Ted is the founder of Howell Legal, a Providence-based law firm that caters to the unique legal needs of entrepreneurs. We caught up with Ted to find out what he and his firm have been up to (and to steal some free legal advice for you, of course).

Q: Tell us a little about your practice

Ted: We practice corporate work, predominantly for early stage start-up companies, although about 1/3rd of our clients are not start-ups. For start-ups, we handle formation, ownership issues, financing (convertible equity and equity), mergers and acquisitions, licensing and negotiation of contracts, and general corporate maintenance. Our goal is to get our clients in the best position possible for later stages of financing, in a cost-effective manner. For other clients, in addition to the same types of matters that we handle for start-ups, we handle debt financing, buy-sell arrangements, and business succession planning. We also oftentimes play the role of outside counsel for transactional work.

Q: What should an early stage company look for when selecting a legal partner?

Ted: Early stage companies are in an interesting place because they need to save money (so they can maximize growth), but legal mistakes made in the early stages can make or break them in the later stages. This is further compounded by the fact that early stage companies are generally structured differently, and have different issues, than lifestyle and other companies. So, an early stage company needs someone who is experienced with start-ups (not just an experienced corporate lawyer), so they can leverage that experience to put the company on track for future financing, but at a lower price.

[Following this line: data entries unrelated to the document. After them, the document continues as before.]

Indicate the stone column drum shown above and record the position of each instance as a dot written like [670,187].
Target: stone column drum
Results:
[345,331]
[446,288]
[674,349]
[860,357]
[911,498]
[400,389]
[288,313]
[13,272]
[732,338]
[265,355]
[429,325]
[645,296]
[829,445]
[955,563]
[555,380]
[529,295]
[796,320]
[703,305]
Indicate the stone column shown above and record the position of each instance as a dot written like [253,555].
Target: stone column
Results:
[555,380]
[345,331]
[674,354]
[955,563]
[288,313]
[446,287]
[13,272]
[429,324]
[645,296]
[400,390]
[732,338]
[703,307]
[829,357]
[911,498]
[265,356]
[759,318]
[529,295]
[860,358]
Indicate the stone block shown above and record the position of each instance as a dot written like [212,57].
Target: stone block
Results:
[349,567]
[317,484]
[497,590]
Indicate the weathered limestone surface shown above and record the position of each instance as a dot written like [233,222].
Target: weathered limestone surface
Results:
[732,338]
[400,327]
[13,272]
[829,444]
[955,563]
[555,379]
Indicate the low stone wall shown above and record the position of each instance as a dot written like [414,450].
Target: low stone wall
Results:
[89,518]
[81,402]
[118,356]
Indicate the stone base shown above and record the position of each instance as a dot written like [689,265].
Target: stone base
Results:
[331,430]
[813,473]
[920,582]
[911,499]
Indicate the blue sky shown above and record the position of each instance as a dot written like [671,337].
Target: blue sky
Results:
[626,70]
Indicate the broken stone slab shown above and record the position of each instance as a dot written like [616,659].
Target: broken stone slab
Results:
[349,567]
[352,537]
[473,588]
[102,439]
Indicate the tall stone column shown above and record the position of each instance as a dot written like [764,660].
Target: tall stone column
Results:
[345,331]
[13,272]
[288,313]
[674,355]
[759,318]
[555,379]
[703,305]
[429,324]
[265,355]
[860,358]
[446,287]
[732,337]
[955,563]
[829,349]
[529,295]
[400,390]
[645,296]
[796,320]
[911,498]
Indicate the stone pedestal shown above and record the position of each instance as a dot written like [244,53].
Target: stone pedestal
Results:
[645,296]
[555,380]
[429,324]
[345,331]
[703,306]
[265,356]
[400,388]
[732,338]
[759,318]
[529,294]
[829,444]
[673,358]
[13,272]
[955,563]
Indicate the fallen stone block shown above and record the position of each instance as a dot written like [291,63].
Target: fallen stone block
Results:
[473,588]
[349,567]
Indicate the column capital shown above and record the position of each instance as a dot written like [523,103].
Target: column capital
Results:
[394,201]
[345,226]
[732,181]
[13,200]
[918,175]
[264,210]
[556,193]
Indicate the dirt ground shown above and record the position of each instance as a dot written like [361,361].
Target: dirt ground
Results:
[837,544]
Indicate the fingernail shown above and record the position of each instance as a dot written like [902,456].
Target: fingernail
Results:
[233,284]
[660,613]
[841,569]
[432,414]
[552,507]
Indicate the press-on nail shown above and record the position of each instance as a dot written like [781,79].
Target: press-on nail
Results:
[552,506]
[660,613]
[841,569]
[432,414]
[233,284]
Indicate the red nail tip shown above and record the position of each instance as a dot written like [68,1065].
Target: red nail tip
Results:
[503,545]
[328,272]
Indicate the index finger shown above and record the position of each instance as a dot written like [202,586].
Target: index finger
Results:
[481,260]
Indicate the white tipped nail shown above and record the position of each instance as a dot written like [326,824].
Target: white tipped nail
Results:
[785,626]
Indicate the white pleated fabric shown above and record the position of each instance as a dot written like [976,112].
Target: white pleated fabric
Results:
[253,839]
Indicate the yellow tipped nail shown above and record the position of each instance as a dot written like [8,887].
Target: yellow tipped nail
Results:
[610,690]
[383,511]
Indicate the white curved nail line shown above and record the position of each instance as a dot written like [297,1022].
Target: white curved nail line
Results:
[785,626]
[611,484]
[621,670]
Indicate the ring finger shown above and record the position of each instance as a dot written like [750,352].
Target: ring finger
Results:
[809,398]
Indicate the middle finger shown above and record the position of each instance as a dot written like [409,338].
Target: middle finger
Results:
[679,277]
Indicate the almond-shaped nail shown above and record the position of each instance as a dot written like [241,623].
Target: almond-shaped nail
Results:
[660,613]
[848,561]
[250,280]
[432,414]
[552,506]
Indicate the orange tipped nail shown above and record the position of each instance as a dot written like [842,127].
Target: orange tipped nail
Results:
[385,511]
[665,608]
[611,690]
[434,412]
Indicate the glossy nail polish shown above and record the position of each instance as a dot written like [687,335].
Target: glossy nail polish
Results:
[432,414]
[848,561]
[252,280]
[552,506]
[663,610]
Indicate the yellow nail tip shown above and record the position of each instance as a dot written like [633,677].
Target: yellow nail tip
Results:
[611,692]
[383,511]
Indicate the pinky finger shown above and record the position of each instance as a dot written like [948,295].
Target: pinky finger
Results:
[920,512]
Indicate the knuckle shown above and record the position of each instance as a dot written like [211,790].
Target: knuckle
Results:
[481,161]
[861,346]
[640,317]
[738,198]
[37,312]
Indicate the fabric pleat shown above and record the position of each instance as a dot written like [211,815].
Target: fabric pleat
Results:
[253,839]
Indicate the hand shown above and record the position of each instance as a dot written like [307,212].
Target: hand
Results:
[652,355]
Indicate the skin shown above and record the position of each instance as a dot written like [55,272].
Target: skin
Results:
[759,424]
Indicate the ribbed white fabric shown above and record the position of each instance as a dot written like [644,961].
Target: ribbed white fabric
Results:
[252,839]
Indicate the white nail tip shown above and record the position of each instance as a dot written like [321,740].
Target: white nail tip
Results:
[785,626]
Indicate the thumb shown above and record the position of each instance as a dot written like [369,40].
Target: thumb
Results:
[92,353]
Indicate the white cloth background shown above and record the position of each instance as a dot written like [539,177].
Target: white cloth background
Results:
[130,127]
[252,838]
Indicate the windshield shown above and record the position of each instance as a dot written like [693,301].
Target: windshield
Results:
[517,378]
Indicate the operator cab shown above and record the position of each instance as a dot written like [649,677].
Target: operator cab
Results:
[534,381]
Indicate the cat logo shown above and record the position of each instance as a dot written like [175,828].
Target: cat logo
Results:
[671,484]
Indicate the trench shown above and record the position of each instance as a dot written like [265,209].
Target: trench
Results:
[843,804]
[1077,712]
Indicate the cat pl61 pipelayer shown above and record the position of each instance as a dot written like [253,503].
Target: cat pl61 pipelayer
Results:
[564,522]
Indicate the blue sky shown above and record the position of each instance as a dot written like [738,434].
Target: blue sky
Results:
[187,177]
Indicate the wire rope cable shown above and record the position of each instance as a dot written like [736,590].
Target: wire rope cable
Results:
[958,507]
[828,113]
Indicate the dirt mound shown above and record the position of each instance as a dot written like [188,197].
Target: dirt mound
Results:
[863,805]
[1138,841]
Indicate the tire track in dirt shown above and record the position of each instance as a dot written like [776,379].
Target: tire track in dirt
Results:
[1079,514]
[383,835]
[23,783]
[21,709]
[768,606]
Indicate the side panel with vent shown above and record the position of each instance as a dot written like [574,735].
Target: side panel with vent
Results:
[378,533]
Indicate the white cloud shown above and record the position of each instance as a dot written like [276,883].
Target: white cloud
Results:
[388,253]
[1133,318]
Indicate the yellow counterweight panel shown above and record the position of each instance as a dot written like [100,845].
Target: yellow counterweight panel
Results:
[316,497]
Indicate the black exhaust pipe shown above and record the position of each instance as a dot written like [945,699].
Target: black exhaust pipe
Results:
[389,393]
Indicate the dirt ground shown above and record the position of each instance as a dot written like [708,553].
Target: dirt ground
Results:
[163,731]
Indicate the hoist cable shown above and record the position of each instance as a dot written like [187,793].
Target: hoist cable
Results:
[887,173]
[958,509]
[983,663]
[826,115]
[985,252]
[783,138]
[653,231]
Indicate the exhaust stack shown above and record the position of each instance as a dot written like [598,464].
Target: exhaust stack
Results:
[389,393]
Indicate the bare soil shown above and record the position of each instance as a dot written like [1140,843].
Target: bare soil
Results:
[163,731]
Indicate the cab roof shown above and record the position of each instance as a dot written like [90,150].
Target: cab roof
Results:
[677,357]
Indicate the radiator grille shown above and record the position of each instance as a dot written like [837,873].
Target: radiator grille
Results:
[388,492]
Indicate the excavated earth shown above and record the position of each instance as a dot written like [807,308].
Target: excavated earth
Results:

The attorney may also have contacts which can help the client grow.

If you are an early stage company, first make sure that you select someone that has good experience working with start-ups, from there, you should be able figure out if the pricing is reasonable (but beware of deferred fees, etc., as those often end up far bigger than if they had paid along the way - this may be a calculated risk to save capital up front, but don't be surprised), and from there make sure you like whoever you are working with!

Q: What common legal "mistakes" do early stage companies most make? Advice for avoiding them?

Ted: There are so many mistakes that are made without good counsel which seem logical until they are played out. A good example of that is promising someone equity in terms of a percentage of the company when the company hits a certain milestone and can afford to bring on a lawyer to help out. Often-times when companies do that, they inadvertently cause large tax implications relating to the issuance of the equity that could have been avoided if it were granted early on, and sometimes they also end up creating a form of anti-dilution for the recipient.

Another common mistake is failing to subject founder equity to vesting restrictions - or making those restrictions too favorable to the founders. Too many founders do this thinking that they are going to put themselves in a better position vis-a-vis investors, and fail to understand that the more protective provisions also help them protect themselves against each other. A split up can get very ugly - and without proper vesting provisions, splits usually end up killing the company.

There are so many online tools for formations - Clerky, Cooleygo, etc. Those aren't foolproof, but if you need to save money and want to avoid some of these mistakes, see if your local start-up lawyer is willing to help guide you through the documents (leaving you to some of the heavy lifting, and reducing fees).

Q: Things in the startup and technology world have moved quick in the last few years. What's been the impact on how you work with your clients?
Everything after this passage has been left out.